VBO/VP/AttribArrays Horribly slow on GFFx 5200Ultra

WTF! I turn FSAA to 8x from 2xQ and I get 76fps. With it at 2xQ I get almost 10 less. 2xQ is supposed to be WAY faster (with less smoothing of course) right? I also get 76 to 80 with FSAA off. Something is REALLY weird.

EDIT: Ok that is the case for some reason in that VBO earth app. In Quake 3 I lost about 150fps from 2xQ to 8x FSAA.

-SirKnight

[This message has been edited by SirKnight (edited 11-03-2003).]

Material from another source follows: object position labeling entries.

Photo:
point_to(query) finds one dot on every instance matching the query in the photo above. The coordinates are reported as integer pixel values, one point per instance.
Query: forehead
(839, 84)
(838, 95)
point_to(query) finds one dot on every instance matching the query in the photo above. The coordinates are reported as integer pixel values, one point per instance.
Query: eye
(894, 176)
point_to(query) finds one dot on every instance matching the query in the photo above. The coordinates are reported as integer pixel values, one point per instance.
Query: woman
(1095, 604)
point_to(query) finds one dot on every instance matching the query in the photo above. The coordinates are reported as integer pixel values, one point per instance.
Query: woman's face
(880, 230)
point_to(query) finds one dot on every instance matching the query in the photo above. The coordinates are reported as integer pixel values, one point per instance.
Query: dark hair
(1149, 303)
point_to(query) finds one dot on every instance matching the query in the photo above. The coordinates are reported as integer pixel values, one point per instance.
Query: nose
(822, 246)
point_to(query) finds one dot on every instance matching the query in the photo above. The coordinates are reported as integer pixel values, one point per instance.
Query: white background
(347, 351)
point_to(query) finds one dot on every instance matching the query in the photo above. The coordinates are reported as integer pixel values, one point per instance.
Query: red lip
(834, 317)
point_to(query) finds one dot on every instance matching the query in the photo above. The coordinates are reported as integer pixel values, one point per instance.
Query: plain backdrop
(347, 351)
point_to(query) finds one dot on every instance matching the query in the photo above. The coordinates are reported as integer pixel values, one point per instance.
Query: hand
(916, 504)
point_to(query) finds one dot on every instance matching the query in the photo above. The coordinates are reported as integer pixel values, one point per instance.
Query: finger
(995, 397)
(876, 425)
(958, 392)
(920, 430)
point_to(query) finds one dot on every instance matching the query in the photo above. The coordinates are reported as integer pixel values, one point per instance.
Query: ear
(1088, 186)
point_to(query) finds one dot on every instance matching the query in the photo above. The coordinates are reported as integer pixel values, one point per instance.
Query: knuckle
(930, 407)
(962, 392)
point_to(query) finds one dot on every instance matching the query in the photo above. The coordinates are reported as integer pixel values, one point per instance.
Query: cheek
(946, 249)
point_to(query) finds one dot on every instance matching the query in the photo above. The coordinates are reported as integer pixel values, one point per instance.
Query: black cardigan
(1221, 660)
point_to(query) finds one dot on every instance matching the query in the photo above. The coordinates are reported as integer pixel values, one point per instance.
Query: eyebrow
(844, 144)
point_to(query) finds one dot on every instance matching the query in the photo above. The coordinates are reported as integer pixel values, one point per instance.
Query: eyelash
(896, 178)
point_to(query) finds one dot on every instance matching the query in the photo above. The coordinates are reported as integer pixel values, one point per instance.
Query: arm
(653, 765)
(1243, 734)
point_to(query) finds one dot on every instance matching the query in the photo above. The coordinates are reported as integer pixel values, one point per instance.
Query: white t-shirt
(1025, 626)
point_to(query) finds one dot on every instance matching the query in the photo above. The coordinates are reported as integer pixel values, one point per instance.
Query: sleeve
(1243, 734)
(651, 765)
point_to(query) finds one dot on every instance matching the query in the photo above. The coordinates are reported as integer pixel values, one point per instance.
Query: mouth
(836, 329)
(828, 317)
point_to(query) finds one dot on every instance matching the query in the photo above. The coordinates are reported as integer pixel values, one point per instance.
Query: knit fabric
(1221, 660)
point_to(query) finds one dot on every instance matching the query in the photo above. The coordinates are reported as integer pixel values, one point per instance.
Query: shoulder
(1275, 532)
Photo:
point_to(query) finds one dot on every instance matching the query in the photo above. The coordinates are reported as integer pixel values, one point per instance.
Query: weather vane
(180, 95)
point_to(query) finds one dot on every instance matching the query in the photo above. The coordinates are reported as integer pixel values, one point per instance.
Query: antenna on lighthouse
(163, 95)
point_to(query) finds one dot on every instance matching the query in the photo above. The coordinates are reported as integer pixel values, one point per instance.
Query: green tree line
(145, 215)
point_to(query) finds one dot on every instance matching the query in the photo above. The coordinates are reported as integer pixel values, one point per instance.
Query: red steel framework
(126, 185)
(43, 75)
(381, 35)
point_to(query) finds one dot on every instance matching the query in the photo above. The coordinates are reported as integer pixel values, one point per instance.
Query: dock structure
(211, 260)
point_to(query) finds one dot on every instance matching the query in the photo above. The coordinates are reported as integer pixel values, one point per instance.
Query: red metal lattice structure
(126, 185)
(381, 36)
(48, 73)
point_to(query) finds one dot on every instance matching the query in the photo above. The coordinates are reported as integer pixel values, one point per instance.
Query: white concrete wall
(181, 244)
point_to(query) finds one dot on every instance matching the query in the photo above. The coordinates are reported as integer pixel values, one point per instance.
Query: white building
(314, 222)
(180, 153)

Originally posted by Csiki:
[b] I had the same problem with GeforceTi4200.
It seems that the new 52.16 driver do same cruel optimization with the static data, but have a lot of problem with it if it’s changing frequently (one change in all frame)…
Use DYNAMIC_DRAW instead. Unfortunately this seems to be a simple vertex array implementation…

[/b]

I NEVER change the vertex data once initially loaded, I only change vertex program parameters (shader constants).

mtm

Originally posted by Elixer:
[b]So you can see if it is a driver issue, get this: http://www.codesampler.com/source/ogl_vertex_buffer_objects.zip

And running it…With VBO I get around 250fps, without (Vertex array) I get 30.
(this is just by running the program, and toggling VBO on/off with F1.)

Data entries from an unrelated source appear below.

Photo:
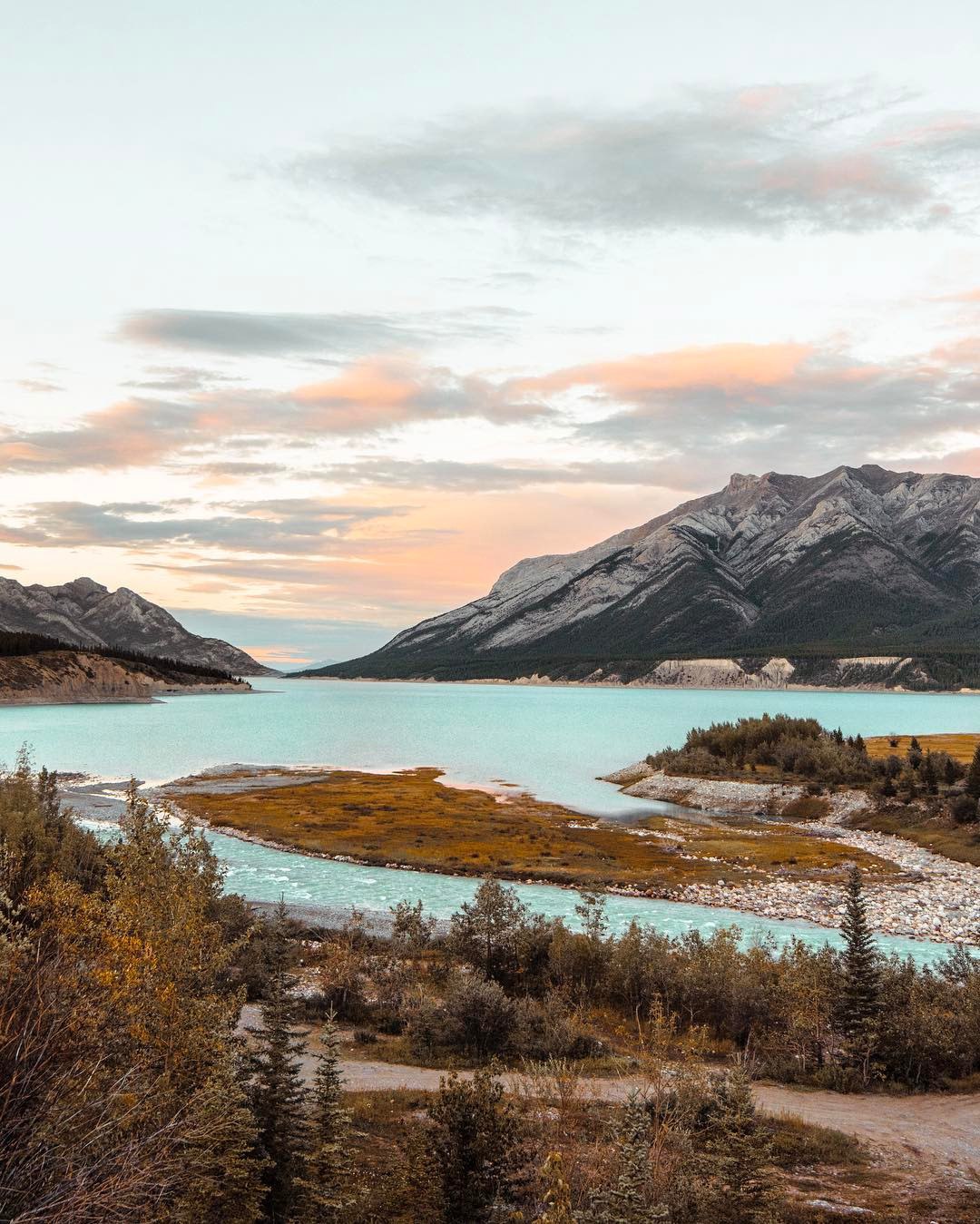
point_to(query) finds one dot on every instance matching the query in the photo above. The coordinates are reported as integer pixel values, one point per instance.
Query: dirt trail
(940, 1126)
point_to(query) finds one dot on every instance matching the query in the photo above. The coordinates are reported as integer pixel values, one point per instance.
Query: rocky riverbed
(934, 897)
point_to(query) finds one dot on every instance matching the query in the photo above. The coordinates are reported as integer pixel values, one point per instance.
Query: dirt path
(944, 1126)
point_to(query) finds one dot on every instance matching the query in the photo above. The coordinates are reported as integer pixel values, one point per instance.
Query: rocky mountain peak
(86, 613)
(852, 561)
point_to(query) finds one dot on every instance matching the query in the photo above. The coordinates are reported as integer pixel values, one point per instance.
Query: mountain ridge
(853, 562)
(86, 613)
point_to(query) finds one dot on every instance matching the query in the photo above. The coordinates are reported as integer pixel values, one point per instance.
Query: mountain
(86, 613)
(857, 562)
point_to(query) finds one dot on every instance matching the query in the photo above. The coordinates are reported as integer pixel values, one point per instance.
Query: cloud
(292, 526)
(178, 378)
(761, 161)
(364, 398)
(454, 476)
(38, 386)
(340, 336)
(758, 406)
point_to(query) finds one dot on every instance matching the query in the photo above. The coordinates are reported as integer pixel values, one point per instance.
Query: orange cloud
(734, 368)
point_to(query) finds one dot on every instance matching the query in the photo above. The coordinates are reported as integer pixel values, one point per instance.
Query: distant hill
(858, 562)
(86, 613)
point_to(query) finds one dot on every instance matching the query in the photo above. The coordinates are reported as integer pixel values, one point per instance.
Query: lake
(552, 740)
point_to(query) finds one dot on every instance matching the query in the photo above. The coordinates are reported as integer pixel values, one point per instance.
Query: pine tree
(220, 1170)
(328, 1189)
(473, 1144)
(860, 993)
(973, 775)
(738, 1181)
(628, 1201)
(278, 1093)
(929, 775)
(558, 1195)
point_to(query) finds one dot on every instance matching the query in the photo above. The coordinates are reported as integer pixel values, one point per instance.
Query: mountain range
(86, 613)
(857, 562)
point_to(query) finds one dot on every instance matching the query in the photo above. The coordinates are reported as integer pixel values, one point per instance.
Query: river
(552, 740)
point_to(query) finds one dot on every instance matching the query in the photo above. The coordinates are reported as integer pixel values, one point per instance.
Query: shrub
(963, 809)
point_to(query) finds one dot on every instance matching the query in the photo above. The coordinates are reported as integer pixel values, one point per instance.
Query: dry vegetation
(811, 1161)
(410, 818)
(959, 747)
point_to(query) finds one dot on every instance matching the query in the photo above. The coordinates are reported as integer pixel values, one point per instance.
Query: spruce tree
(557, 1206)
(328, 1182)
(973, 775)
(738, 1180)
(278, 1093)
(929, 775)
(628, 1200)
(221, 1173)
(473, 1146)
(860, 991)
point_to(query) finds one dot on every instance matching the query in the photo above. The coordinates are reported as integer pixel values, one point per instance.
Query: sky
(319, 316)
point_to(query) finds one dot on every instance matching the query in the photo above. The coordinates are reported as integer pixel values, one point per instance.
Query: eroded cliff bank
(70, 677)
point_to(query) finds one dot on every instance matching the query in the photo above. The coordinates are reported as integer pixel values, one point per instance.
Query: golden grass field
(959, 747)
(410, 818)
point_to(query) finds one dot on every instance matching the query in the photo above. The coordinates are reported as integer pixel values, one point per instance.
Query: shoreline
(546, 682)
(940, 898)
(935, 898)
(936, 901)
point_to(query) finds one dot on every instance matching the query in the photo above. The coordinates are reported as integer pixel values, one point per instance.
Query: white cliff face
(84, 612)
(858, 554)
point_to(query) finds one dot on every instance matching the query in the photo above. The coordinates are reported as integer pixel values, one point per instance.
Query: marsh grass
(411, 819)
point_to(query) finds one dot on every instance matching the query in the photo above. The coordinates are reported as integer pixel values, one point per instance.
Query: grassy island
(413, 819)
(924, 788)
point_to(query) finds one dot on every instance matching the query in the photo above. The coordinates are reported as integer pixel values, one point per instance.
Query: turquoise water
(551, 740)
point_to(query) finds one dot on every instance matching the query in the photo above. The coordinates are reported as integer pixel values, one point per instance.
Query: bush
(474, 1017)
(963, 809)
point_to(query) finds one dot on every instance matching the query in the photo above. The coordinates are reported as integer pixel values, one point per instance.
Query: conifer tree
(973, 775)
(929, 775)
(278, 1093)
(628, 1201)
(558, 1193)
(220, 1170)
(860, 992)
(473, 1144)
(740, 1181)
(328, 1188)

I know it isn’t quite what you had in mind, but it may shed a crumb of info for you.

[/b]

I get 120 with VBO, 20 without - however that source is not using ARB_VERTEX_PROGRAM and it is not using generic vertex attributes.

Im reasonably sure a GFFX5200Ultra has hardare ARB_VERTEX_PROGRAM support, so it shouldnt be agp transfer screwing things up here…

mtm

[This message has been edited by tweakoz (edited 11-03-2003).]

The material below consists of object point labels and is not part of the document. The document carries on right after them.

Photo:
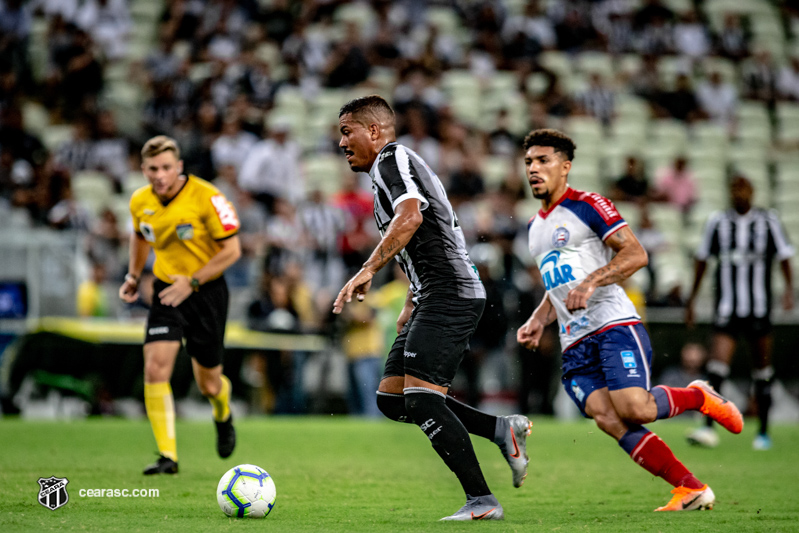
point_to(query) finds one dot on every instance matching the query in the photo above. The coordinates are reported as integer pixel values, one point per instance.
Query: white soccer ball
(246, 491)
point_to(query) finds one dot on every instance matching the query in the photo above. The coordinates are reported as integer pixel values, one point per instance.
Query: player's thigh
(159, 360)
(438, 338)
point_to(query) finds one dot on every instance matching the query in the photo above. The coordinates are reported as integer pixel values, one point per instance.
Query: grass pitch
(340, 474)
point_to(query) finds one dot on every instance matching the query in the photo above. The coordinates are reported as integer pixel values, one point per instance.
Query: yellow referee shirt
(184, 231)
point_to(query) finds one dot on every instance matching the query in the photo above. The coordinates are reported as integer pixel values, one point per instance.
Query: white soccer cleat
(703, 436)
(479, 508)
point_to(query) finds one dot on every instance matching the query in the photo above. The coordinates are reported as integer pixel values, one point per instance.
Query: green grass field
(339, 474)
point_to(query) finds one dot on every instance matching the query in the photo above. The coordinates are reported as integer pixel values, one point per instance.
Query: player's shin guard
(449, 437)
(717, 372)
(646, 449)
(221, 402)
(762, 378)
(160, 408)
(476, 422)
(672, 401)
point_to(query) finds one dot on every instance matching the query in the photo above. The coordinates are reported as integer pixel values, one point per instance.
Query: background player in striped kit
(745, 240)
(584, 248)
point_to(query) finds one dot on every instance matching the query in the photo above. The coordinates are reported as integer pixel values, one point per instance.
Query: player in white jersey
(584, 248)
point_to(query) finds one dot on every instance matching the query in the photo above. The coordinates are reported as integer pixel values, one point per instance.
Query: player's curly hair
(558, 140)
(372, 107)
(158, 145)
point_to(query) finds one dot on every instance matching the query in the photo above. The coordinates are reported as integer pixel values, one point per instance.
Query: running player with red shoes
(584, 249)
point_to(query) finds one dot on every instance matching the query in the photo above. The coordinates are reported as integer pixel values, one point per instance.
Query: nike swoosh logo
(481, 516)
(517, 452)
(685, 505)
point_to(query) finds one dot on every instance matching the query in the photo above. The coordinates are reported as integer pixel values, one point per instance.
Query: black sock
(448, 436)
(763, 398)
(476, 422)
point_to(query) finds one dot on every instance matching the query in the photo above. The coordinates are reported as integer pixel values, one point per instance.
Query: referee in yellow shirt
(193, 230)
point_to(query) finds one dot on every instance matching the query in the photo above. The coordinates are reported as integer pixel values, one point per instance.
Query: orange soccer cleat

In my own experience Radeons
are beating GeforceFX using
VBO with separate static
arrays, running 3.8 against 52.16.

I put all my data into VBO memory
and just call draw elements with
buffer offsets. The speed up over
system resident arrays is huge
on the Radeons (500%), and much
smaller with the GeforceFX (~100%).

Two figures I can find at the
moment ( I’ve a lot more but
they are on my other PC).
GeforceFX 5600 - 25.2 MTri/s
Radeon 9800 Pro - 183 MTri/s
5900 is ~ 60 MTri/s IIRC.
Those figures are from
high spec 3GHz+ P4s
running XP Pro.

To the best of my knowledge
I’m not doing anything daft,
as I’ve followed the spec
closely, and tried to account
for all other variations.

VBO appears to work well
on ATI, but need fixes
or optimisations on Nvidia.

Ok I just ran the program again without changing anything and it goes from 71 to 135 fps. Strange how VBO all of a sudden makes a difference when a while ago it didn’t. Still though, this seems like it should be faster.

-SirKnight

I ‘hacked’ in VBO based indices and edited the orginal post with the new code. This did not get me any FPS back ;<

mtm

I should also add, with my 44FPS vs 8FPS(VBO) benchmark everything is batched reasonably. I would estimate 7 tristripped batches per frame with about 3200 indices per batch.

mtm

First: Run VTune (or another sampling profiler) on your system while the program is running, both with VBO and without it. You’ll probably find a BIG spike somewhere in the VBO case. This is where you’re spending all your time. Look at the code (may need disassembling) – what is it trying to do? Packing/unpacking values? Copying data? Calculating min/max? Whatever it’s doing, figure out what part of the OpenGL API woudl need that performed, and make it not necessary by adjusting how you call it.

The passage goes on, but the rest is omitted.